MANILA - The Philippine central bank kept its benchmark interest rate steady on Thursday, but left the door open to further policy easing as global risks to growth increases and as policymakers expect inflation to slow more than previously expected.

The central bank left the rate on its overnight reverse repurchase facility at 4.5%, opting to adopt a wait-and-see stance following an upside surprise in inflation last month.

"The Monetary Board believes that the manageable inflation outlook and firm domestic growth prospects support keeping monetary policy settings steady for the time being", Bangko Sentral ng Pilipinas (BSP) Governor Benjamin Diokno told a media briefing.

The governor, however, raised concerns about the risks to the domestic economy from Sino-U.S. trade tensions and slowing global growth.

"There is room for easing monetary policy because the view on inflation is quite optimistic", BSP's deputy governor Diwa Guinigundo said when asked about the outlook for policy.

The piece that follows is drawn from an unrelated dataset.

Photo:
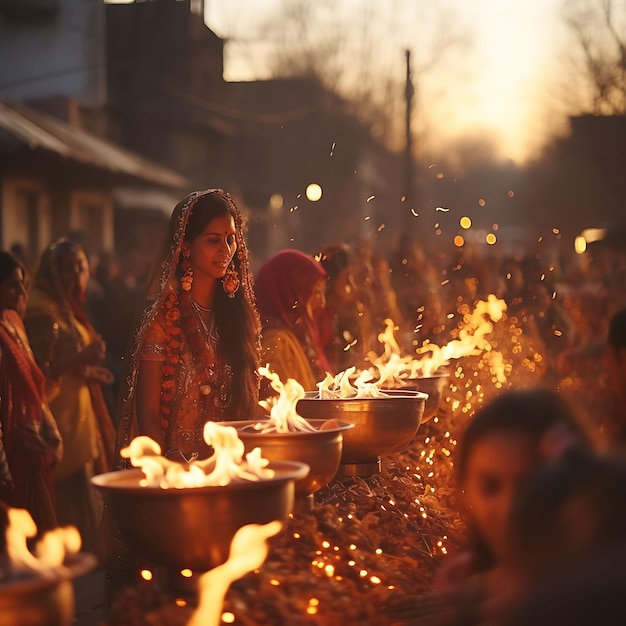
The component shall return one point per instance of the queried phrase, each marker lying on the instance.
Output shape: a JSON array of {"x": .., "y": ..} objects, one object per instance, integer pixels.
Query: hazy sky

Only five of 11 economists in a Reuters poll had predicted no change in rates, with the rest expecting a 25 basis points cut.

The Philippines' decision came hours after Federal Reserve policy review, which as widely expected left rates unchanged though policymakers signalled possible monetary easing as early as next month to combat rising economic risks.

Capital Economics said in a note to clients that "with inflation set to fall back again over the coming months, we think the central bank will resume its loosening cycle later in the year."

The BSP reiterated its view that the uptick in May inflation was transitory and the pace of price increases would slowdown in the following months due to declining oil prices and the prospect of a stronger peso, giving it policy head room to support the economy.

The Philippines' consumer price index in May rose 3.2% from a year earlier, from 3.0% in April, which was a 16-month low, but is expected to remain well inside the central bank's 2-4 percent target for this year and in 2020.

Inflation is expected to average 2.7% this year, the central bank said, down from its previous forecast of 2.9%. It projected average inflation of 3.0% next year, down from an earlier estimate of 3.1%.

Policymakers expect government spending to pick up in the second half after the delay in the budget approval, making this year's 6-7 percent growth target still feasible.

The peso closed firmer at 51.645 against the U.S. dollar from Wednesday's 51.890 after the policy decision, while the benchmark stock index had ended 0.1% higher ahead of the rates announcement.